When Josephine Butler died in 1906, she was declared by Millicent Fawcett to have been ‘the most distinguished Englishwoman of the nineteenth century’. With impassioned speeches and fiery writing, Butler’s campaigns for women’s rights shook Victorian society to its core and became a force for change that has shaped modern Britain.
As well as campaigning for women’s suffrage and for married women’s property rights she was a tireless advocate of women’s access to higher education and of equality in the workplace. Her greatest achievement was to change social attitudes to women and children forced into prostitution, and to expose the sex-trafficking business – both of which resulted in new, more humane legislation.
But how did the physically frail wife of a schoolmaster become a leading social reformer? In this brief introduction Jane Robinson explores Butler’s fascinating life and describes how her progressive politics, her anger at injustice and her passionate Christianity combined to create a vibrant legacy that lasts to this day.

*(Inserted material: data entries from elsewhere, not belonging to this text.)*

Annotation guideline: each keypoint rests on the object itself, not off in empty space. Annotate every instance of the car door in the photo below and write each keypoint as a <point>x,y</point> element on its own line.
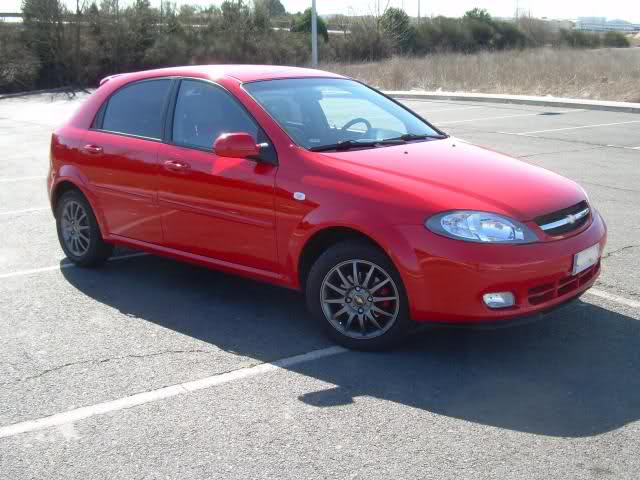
<point>216,206</point>
<point>120,158</point>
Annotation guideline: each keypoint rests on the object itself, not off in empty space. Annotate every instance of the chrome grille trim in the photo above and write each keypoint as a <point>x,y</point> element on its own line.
<point>566,220</point>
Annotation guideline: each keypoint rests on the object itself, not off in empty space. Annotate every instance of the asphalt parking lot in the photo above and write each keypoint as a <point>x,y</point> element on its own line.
<point>148,368</point>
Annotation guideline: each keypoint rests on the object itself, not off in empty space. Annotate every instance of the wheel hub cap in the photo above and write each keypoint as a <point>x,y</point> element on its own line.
<point>359,299</point>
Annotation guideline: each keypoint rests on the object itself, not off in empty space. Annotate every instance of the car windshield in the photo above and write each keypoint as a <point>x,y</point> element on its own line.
<point>327,113</point>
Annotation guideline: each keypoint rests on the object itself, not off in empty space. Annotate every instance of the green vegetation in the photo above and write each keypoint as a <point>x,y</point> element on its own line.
<point>58,47</point>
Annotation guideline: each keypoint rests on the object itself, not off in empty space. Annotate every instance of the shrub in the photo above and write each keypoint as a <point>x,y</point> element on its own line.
<point>19,67</point>
<point>615,39</point>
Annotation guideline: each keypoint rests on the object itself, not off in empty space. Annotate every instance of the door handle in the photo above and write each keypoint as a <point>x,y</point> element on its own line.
<point>176,165</point>
<point>93,149</point>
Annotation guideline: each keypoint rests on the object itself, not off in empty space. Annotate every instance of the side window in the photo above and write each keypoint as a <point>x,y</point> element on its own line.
<point>137,109</point>
<point>204,112</point>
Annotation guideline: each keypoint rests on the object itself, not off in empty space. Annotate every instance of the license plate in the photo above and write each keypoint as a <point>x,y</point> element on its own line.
<point>585,259</point>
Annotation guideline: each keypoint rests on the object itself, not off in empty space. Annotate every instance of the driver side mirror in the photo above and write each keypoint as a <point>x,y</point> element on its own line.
<point>236,145</point>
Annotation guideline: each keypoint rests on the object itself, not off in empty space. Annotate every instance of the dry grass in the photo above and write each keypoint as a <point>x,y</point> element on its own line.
<point>605,74</point>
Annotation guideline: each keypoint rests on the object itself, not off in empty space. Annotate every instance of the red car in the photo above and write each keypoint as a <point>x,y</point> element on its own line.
<point>317,182</point>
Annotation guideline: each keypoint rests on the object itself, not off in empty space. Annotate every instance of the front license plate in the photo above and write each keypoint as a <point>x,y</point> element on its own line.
<point>585,259</point>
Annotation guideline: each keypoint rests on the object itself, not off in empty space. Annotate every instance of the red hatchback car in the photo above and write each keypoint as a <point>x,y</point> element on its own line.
<point>314,181</point>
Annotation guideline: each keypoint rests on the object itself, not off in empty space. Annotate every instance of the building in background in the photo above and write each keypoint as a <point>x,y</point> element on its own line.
<point>601,24</point>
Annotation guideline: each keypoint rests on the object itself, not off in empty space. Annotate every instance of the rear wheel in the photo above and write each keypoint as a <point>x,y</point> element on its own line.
<point>357,295</point>
<point>78,231</point>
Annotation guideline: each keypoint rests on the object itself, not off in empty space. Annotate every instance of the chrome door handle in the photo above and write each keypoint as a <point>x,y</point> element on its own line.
<point>93,149</point>
<point>176,165</point>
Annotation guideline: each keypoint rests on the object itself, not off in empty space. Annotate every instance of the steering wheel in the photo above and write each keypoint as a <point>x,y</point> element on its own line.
<point>355,121</point>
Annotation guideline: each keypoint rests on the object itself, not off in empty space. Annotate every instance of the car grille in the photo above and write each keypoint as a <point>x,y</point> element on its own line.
<point>566,220</point>
<point>549,291</point>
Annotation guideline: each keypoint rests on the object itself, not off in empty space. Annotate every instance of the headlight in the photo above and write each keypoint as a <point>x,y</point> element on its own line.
<point>481,227</point>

Jane Robinson is a British social historian specialising in the study of women pioneers. A Fellow of the Royal Geographical Society and an Honorary Senior Associate of Somerville College, Oxford, her recent books include Bluestockings: The Remarkable Story of the First Women to Fight for an Education, A Force to be Reckoned With: A History of the Women’s Institute, In the Family Way: Illegitimacy Between the Great War and the Swinging Sixties, Hearts And Minds: The Untold Story of the Great Pilgrimage and How Women Won the Vote and Ladies Can’t Climb Ladders: The Pioneering Adventures of the First Professional Women.